The waste transparent bottle glass was pulverized and mechanically pulverized to have a particle size of 200 μm or less to obtain a glass powder having a specific surface area of 18,000 cm ² / g. Foaming aids are prepared by mixing together 76.3 wt% of diatomaceous earth, 2.7 wt% of active carbon black, 5.7 wt% of sulfate and 15.3 wt% of boric oxide. Then, the amount of the foaming aid is adjusted to 20wt% and the hydrated glass powder to 80wt%, and mixed as uniformly as possible. To this powder mixture, dissolved sodium silicate in an amount of 2.5 wt% based on dry powder is added and mixed well, and then it is put in a metal container. Vessel containing the raw material powder is then expanded by heating to a 550~690 800~870 ^o C ^o to C, and pre-heating and firing combustion ever. This is then again stabilized and immobilized at a temperature of 500 to 660 ^° C. The formed foamed glass is slowly cooled and annealed to a temperature range of 20 to 40 ^° C.

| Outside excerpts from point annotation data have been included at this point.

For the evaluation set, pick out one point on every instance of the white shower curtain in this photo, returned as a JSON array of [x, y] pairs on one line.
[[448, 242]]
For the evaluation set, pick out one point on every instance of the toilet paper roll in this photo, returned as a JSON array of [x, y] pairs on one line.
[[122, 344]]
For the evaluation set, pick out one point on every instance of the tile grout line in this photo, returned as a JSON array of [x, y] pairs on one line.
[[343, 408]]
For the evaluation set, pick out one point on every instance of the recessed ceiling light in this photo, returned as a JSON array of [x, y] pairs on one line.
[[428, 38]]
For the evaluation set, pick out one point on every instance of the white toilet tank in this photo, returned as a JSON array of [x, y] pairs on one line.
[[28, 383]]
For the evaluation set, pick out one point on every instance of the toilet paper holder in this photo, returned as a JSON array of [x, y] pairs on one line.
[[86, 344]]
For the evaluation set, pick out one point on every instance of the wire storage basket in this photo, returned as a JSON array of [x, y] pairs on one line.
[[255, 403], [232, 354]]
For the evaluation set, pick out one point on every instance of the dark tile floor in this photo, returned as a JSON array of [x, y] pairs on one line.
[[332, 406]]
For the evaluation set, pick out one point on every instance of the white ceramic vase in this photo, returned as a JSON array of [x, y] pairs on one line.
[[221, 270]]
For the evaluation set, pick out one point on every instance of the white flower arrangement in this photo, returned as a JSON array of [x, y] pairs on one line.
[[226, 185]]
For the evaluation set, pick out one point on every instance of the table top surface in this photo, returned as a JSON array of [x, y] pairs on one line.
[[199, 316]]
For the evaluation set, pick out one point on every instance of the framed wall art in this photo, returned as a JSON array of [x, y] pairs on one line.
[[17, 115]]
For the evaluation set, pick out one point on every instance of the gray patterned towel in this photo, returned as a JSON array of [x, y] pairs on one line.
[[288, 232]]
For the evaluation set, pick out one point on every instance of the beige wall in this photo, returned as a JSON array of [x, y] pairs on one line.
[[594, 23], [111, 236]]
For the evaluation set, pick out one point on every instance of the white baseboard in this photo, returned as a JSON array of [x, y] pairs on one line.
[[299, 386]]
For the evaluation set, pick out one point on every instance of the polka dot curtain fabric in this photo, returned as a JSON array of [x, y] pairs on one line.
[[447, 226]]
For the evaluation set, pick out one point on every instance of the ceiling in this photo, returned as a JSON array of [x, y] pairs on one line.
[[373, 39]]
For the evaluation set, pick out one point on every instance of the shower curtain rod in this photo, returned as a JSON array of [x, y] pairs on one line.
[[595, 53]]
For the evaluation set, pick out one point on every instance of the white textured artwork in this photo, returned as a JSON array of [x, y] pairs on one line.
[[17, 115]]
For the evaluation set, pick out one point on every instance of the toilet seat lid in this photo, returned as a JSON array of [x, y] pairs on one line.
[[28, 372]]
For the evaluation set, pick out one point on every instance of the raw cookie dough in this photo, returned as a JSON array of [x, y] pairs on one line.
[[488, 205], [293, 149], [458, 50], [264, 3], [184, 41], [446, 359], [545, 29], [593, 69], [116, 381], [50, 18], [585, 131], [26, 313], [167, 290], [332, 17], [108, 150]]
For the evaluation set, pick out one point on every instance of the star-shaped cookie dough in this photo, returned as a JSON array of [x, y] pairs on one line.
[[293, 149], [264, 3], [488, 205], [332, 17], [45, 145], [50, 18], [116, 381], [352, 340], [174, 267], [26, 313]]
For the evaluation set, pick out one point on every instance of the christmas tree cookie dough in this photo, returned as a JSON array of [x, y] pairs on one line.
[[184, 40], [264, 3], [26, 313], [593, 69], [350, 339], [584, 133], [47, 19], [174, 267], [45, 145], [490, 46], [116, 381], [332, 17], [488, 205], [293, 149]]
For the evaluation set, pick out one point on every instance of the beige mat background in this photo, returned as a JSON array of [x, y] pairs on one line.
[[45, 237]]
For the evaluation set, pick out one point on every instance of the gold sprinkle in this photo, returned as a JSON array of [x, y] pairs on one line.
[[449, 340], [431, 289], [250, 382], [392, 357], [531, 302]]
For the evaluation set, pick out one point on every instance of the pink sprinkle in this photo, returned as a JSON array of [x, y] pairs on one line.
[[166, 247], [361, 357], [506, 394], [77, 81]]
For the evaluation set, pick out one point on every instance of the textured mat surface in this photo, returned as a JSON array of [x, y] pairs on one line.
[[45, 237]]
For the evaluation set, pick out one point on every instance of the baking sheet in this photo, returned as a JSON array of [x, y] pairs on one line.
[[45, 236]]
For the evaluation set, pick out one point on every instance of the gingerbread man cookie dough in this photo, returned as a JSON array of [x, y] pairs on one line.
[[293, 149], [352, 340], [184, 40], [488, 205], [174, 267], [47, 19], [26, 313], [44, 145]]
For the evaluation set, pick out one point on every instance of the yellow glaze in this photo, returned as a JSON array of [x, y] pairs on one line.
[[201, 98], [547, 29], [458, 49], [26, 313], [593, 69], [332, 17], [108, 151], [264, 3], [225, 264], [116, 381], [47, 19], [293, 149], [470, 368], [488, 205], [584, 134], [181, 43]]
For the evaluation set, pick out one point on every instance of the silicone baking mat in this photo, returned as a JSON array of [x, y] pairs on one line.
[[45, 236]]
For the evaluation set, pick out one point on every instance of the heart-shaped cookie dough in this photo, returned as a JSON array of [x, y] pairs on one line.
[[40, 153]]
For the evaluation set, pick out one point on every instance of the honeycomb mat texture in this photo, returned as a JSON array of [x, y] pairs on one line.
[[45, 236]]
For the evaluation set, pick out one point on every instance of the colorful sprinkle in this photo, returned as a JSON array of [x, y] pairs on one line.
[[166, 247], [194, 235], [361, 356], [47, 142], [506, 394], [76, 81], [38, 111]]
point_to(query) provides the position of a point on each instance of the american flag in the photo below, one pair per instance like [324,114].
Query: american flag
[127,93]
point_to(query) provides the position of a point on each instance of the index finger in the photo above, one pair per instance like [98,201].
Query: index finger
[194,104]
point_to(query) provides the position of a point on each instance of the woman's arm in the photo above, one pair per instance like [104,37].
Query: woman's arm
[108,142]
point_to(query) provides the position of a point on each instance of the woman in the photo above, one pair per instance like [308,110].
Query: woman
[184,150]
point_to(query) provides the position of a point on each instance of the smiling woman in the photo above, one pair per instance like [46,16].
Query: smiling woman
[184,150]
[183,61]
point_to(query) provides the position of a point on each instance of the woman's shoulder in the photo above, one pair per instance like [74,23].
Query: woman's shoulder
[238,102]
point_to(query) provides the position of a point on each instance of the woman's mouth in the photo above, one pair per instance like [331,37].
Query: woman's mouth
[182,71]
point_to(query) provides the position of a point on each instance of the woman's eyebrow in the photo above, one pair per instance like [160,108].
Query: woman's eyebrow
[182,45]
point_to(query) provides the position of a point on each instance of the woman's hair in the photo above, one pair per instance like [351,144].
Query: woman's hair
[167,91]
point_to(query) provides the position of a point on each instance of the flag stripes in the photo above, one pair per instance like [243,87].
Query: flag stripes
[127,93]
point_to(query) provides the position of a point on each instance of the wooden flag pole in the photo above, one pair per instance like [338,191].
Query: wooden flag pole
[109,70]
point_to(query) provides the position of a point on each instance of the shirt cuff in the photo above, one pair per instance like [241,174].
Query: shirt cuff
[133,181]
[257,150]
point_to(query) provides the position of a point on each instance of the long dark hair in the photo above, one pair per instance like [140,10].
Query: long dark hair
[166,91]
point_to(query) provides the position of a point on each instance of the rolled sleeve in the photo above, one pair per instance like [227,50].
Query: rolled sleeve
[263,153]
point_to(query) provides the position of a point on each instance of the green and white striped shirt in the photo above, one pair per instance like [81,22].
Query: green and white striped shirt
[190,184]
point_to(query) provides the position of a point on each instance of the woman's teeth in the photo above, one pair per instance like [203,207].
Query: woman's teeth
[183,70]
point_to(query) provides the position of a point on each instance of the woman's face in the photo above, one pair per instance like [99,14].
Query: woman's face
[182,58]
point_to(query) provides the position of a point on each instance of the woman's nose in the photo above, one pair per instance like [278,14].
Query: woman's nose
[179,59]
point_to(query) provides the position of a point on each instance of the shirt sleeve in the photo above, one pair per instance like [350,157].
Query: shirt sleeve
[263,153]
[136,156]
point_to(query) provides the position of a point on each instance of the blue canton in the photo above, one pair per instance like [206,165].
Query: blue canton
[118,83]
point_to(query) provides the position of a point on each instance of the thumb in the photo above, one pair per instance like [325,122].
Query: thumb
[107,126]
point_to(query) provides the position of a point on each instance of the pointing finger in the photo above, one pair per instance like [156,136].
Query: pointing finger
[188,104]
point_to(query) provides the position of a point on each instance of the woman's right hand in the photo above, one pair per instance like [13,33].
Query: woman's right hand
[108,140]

The characteristics of the foamed glass block thus produced are as follows.

Density 0.171 g / cm ³

-Thermal conductivity (at 20 ^o C) 0.042㎉ / hm ℃

-Volume water capacity 4.27%

-Compressive strength 1.02MPa

Foamed glass with low density and low thermal conductivity as a lightweight insulation material is manufactured by directly foaming the powder of glass using chemical components, which eliminates the need for high-temperature melting and hydrolysis processes required by conventional methods. A glass manufacturing process is established.

Claims (1)

A glass grinding step of grinding the waste glass to a specific surface of 3,000 to 50,000 cm ² / g of powder; Sodium silicate 0.1-10.0 wt%, carbon having a specific surface area of 40-500m ² / g 0.1-3.5 wt%, sulfate 0.1-5.5 wt%, active silica 0.5-20.0 wt %, And the additive mixture composition process of boric oxide 0.1-10.0 wt%; Mixing the pulverized waste glass 75-98 wt% and the additive mixture 2-25 wt% to form a homogeneous raw powder mixture; Putting the raw material powder mixture into a foam mold and preheating it to 400 to 700 ^° C. and then foaming at 750 to 900 ^° C. to form a foamed glass block; And Stabilizing the foam glass block at 500 ^~ 700 ^° C and annealing (annealing) to 20 to 40 ^° C Method for producing a lightweight insulation foam glass by direct foaming of the waste glass, characterized in that comprises a.